It's not empty shelves in supermarkets we need to worry about. The shelves will be full. No one will be able to afford to buy the food!
Taxes will rob us of our homes. We can prep till the cows come home, we can save food and grow chickens, and set aside gold, but when the tax man comes... and he will come during hyperinflation.... our taxes will not be $5000 per year. They could be $500 billion per year. Pay in gold? The exchange rate is what the government dictates, and they will set it low enough that you run out of gold far before they seize all the houses. People far richer than you can hold out longer.
History shows, when TPTB cannot work us to satisfy their greed, they will seize what we have.
You know, I read people who think the police and the army will never allow the government to "hurt" the people in any way. They will. They do every day, under the guise of enforcing laws. Constitution, you say? Change it. Just re-write the laws and you already have a government and an army pledged to defend it. Taxes? Those who have should help those who have not, right? Isn't that what we just voted in?

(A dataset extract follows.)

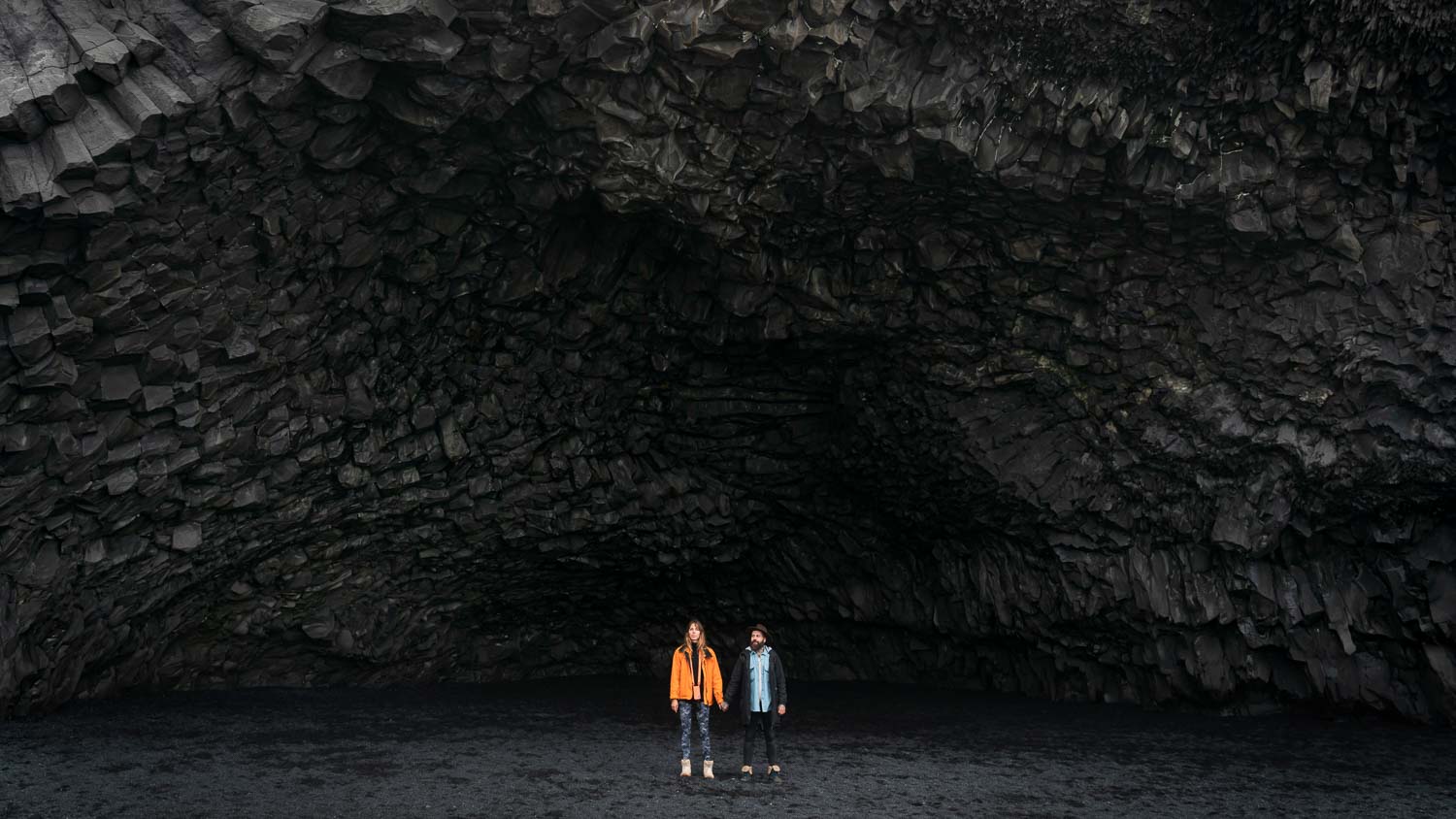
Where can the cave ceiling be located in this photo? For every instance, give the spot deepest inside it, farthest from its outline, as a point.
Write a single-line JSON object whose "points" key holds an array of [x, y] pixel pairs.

We think we're special. We think it can't happen here.
It will, and this time there will be no place else to run to. This is the end of the line.
Flourbug, you are starting to sound like a Liberal. There are simple cooperative models to feed everyone.....but until enough people start to go hungry because they can't afford brand name food from supermarkets, these models are useless - because people are still into "woolly thinking".
The trouble for you is that TPTB want to maintain the current models - because it advantages them.
Try and understand that it doesn't have to be this way.
...But until you apply the blowtorch to Congress so that they start working for the man in the street, instead of their rich donors, you aren't going to get very far.
sandyd
12-15-2008, 01:08 PM
Employers always seem to give raises but it never made the same purchasing power on the spenders end ...
First of all to level the discussion. I refuse to believe that USA will have a hyper inflation (> 100%), but I predict you will have "high" inflation (> %20 annual ). In a high inflation environment the easiest way to earn money is to invest in high gain securities. The manufacturing business becomes unprofitable because instead of taking risks you can earn easy money from the government securities (government has high deficit so has to borrow). Rich becomes richer, poor becomes poorer. "High inflation is the worst way of taxing a nation"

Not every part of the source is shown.